How pqR makes programs faster by not doing things
One way my faster version of R, called pqR (see updated release of 2013-06-28), can speed up R programs is by not even doing some operations. This happens in statements like
for (i in 1:1000000) ..., in subscripting expressions like
v[i:1000], and in logical expressions like
This is done using pqR’s internal “variant result” mechanism, which is also crucial to how helper threads are implemented. This mechanism is not visible to the user, apart from the reductions in run time and memory usage, but knowing about it will make it easier to understand the performance of programs running under pqR.
One application of variant results is to allow expressions like
seq_len(k) to not actually generate a sequence when the result will be used in certain contexts, such as the sequence of values in a for statement, or the subscript of a vector. The way this works is that when (for example) the interpreter evaluates the expression in a for statement after the “in”, it does so by calling the “eval” function with an extra argument indicating that a “variant result” is requested, and in particular that a VARIANT_SEQ result is desired. The code that evaluates this expression may or may not pay attention to this request — the code implementing the for statement must be able to handle both this variant result and an ordinary result. The primitive operator that evaluates expressions such as
i:n can return a VARIANT_SEQ result when asked to, provided the result is an increasing sequence of integers. The VARIANT_SEQ result is a special object that contains just the start and end of the sequence. When the code implementing the for statement receives this, it just repeats the loop body with the loop variable set to each integer in this sequence, without the sequence ever being stored in memory.
Similarly, when the vector subscripting code evaluates a subscript, it too asks for a VARIANT_SEQ result. If it gets one, it just copies out the indicated portion of the vector. Time and memory are saved by not creating the sequence of indexes, and time is also saved because the subscripting code knows that the subscript identifies a contiguous block. This is also done for the first subscript of a matrix, but at present not for subscripts in other contexts, or for subscripts in an assignment to part of a vector or matrix.
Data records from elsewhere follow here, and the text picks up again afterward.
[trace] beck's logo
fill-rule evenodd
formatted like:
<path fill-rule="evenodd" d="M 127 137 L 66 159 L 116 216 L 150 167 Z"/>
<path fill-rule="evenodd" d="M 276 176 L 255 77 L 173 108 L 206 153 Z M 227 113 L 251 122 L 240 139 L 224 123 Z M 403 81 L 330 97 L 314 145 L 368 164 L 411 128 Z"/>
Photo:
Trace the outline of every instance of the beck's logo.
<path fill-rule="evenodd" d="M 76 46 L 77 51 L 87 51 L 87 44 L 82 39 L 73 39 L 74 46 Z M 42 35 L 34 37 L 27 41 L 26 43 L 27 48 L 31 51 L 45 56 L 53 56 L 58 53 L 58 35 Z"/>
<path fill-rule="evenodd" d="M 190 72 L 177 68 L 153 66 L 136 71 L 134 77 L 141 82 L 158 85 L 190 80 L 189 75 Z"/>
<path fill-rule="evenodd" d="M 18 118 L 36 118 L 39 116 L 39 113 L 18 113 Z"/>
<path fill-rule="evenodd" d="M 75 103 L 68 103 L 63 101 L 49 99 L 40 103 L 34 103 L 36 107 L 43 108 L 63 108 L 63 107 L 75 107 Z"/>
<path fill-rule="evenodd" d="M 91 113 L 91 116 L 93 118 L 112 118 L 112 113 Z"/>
any primitive asks for a VARIANT_OR result when evaluating its argument. Relational operators and some other functions such as
is.na pay attention to this request, and return the logical “or” of the vector result, rather than the vector itself, which they can sometimes do without actually computing the whole vector. For example,
any(v>0) will result in
v being scanned until the first positive element is found, or the end of
v is reached. Analogously, the
all primitive asks for a VARIANT_AND result. The
sum primitive asks for a VARIANT_SUM result, which currently only the mathematical functions of one argument (eg, exp) will deliver. Use of VARIANT_SUM avoids allocating storage for the vector that is summed, and speeds up the computation a bit, but the whole vector has to still be computed so that all elements can be summed.
The facility for doing numerical computations in helper threads depends crucially on the use of VARIANT_PENDING_OK. When an expression is evaluated with this variant request, the value returned may still be in the process of being computed. The code that requested this variant must of course be prepared to deal with a value that hasn’t been computed yet. Code that can’t deal with a pending value, such as any code written before the advent of helper threads, will not request evaluation with VARIANT_PENDING_OK, and so will see only values that have been fully computed.
A request for a variant result from evaluation of an if statement gets passed on to the evaluation of whichever branch is chosen, and similarly a variant requested when evaluating a function call gets passed on to evaluation of the body of the function. The assignment operator uses VARIANT_PENDING_OK when evaluating the right-hand side of a assignment, and for a simple assignment will store a pending result in the variable. When a variable containing a value that hasn’t been computed yet is evaluated, the pending value will be returned without delay if the variable was evaluated with VARIANT_PENDING_OK, but if not, the master thread will at that point have to wait for the computation to finish (doing it itself if no helper thread has started to do it).
The variant result facility is currently not used by byte-compiled code (i.e., compiled code will not request a variant result, and will not return one if asked). Because of this, compiling a function in pqR will sometimes slow it down rather than speed it up. It might be possible to implement variant results in compiled code. Alternatively, if interpretive overhead can be reduced further, one could abandon the compiler without regret.